In 2016 Train to Busan did something that American cinema had been struggling to do for years. The Korean film delivered a fresh, original, emotionally powerful zombie movie that stood out amongst a sea of zombie copy cats. The film was tense, well-directed, full of characters you actually cared about, and, most importantly, delivered a story that felt like more than just zombies killing people. It still stands as one of the best zombie films made and probably will stay there.
Like all good movies that make money, the film now has a sequel. Well, to be more precise, the film now has a spin-off. Officially titled Train to Busan Presents: Peninsula, the movie takes place in the same world where Korea has been overrun by a zombie virus but features none of the same characters and is, in fact, not even in the same genre. It’s an interesting approach to a would-be franchise but while Peninsula doesn’t lack ambition it does lack many of the qualities that made the first film a classic.
Train to Busan Presents: Peninsula
Director: Sang-ho Yeon
Release Date: August 22, 2020 (Theatrical)
Peninsula is pretty much the anti-Train to Busan. The first film was set in a confined space, lacked guns, and featured a small core cast in a film that was strictly a horror/thriller. Peninsula goes in the exact opposite direction. Set four years after the first movie, the entire peninsula of Korea has been abandoned by the world, with everyone there assumed dead. Jung Seok (Dong-Won Gang) and his sister’s family are on the last boat of refuges out the country but he and his brother-and-law find themselves depressed and alone in Hong Kong after his nephew and sister die on the boat during an outbreak.
A crime lord the pair are caught up with, however, discovers that there is a truck with millions of American dollars just sitting in downtown Busan. The pair, along with two other Koreans, are tasked with going in and retrieving the truck with the promise of splitting the money. Desperate, the group agrees and snakes into Busan only to discover a band of crazed military soldiers still alive and running around. Jung eventually ends up rescued by Min Jung (Jung-hyun Lee) and her two daughters, who are living with their grandfather. Nothing goes to plan, of course, and the small group has to fight their way out of the city and get away from the gang of marauding ex-military.
As you can probably tell from the mention of military and the word fight there is a ton of action and gunplay in this movie. Jung is basically an elite commando-style guy who headshots every zombie he sees. Meanwhile, one of the daughters is an expert car driver and the military faction all have Mad Max-style cars to speed around in. What this results in is a movie that is all action and little substance; a bit, bold zombie action flick that concludes in a brazen ten-minute chase sequence through zombie-infested streets. There are copious scenes of zombies being driven over and whacked around by cars like rag dolls and plenty of shoot outs between humans too.

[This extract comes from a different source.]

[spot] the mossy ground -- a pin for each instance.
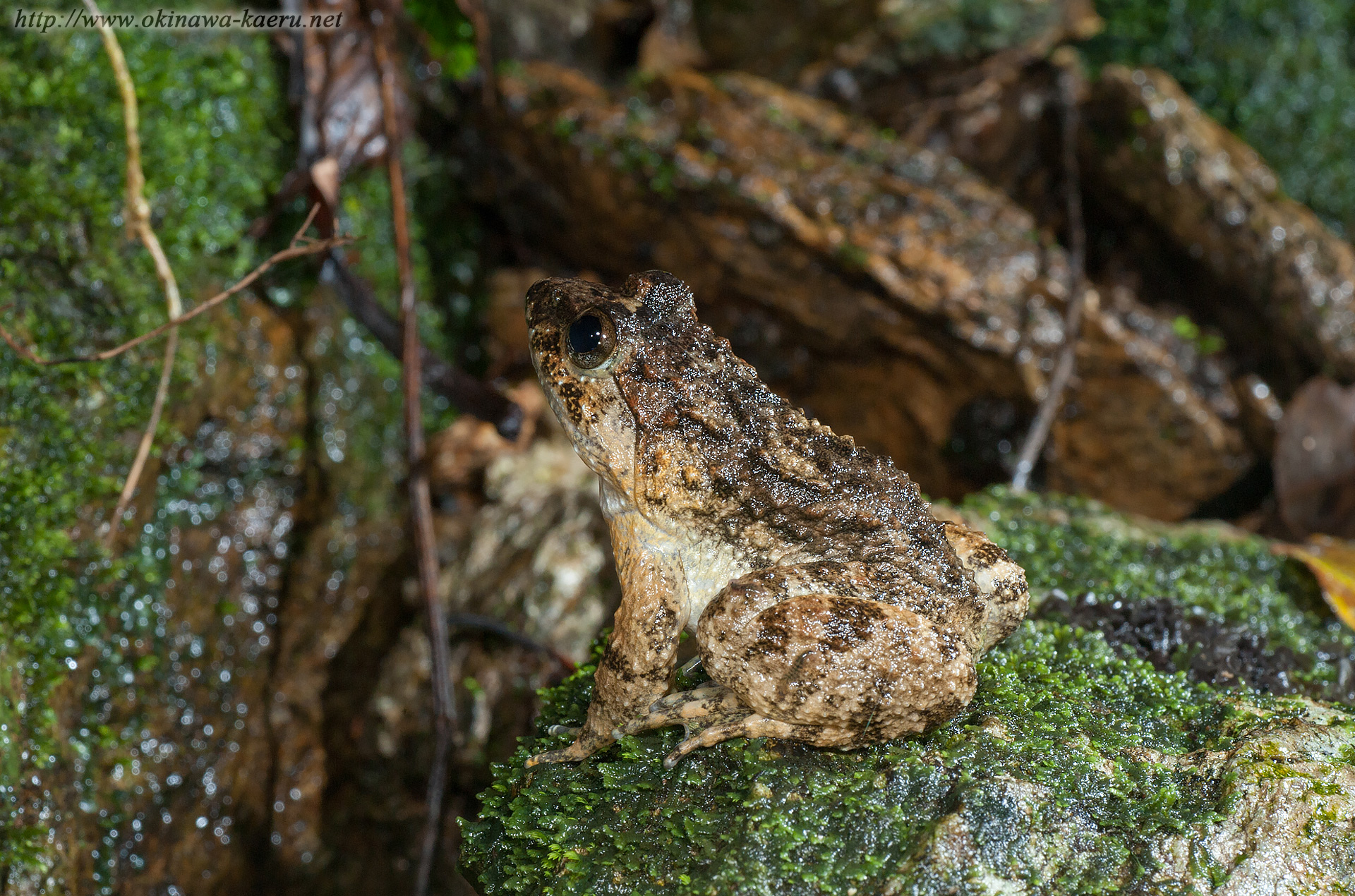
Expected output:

None of it doesn’t work but it’s hard to say it’s anything special. The film feels like a low-budget action movie and despite its best efforts can’t find the emotional punch the original landed. Jung’s uber-solider character can’t deliver the same connection as the first film’s every-man protagonist and the family dynamic in this movie feels more forced. It also doesn’t help that the action itself, while creative, is not handled as well as it could be. The CGI is a bit dated and Sang-ho Yeon doesn’t quite have the same touch for big car chases as he did enclosed spaces.
The movie tries to deliver some high-concept ideas, especially when it comes to Korea being left alone but it’s so obsessed with doing the next “cool” thing that it can never dig into anything. For instance, at one point one of the characters is thrown into a gladiator-style fight ring with what can only be described as a zombie version of a rat king. It’s a cool idea but the film does nearly nothing with it, instead cutting around the pile of zombies as humans run for their lives. To be fair, some of the film’s moments are awesome and payoff but they’re so hit and miss that it never rises to the level of being great.
The movie is definitely flawed in its execution but it functions well enough on the whole for a zombie action flick, replete with slow-motion runs and cars flipping over. The problem then is do we compare it to its predecessor, which would cause it to be described as nothing but a failure. Yes, you can transition from horror to action in a franchise as Aliens did for Alien but your action movie better be fantastic then. Peninsula is not and it makes the transition feel like a bad idea, instead of a clever genre shift.
As far as action flicks go Peninsula is passable and it should get some credit for how big, bold, and brash it is. However, when you go that direction you better make damn sure you can pull it off and the film just doesn’t. While the action can be fun it never rises to the level of truly great and that makes the movie’s lack of a soul truly stand out. There’s bound to be more films in the Train to Busan franchise. No matter what genre they land in, hopefully, they can rise to the original’s quality.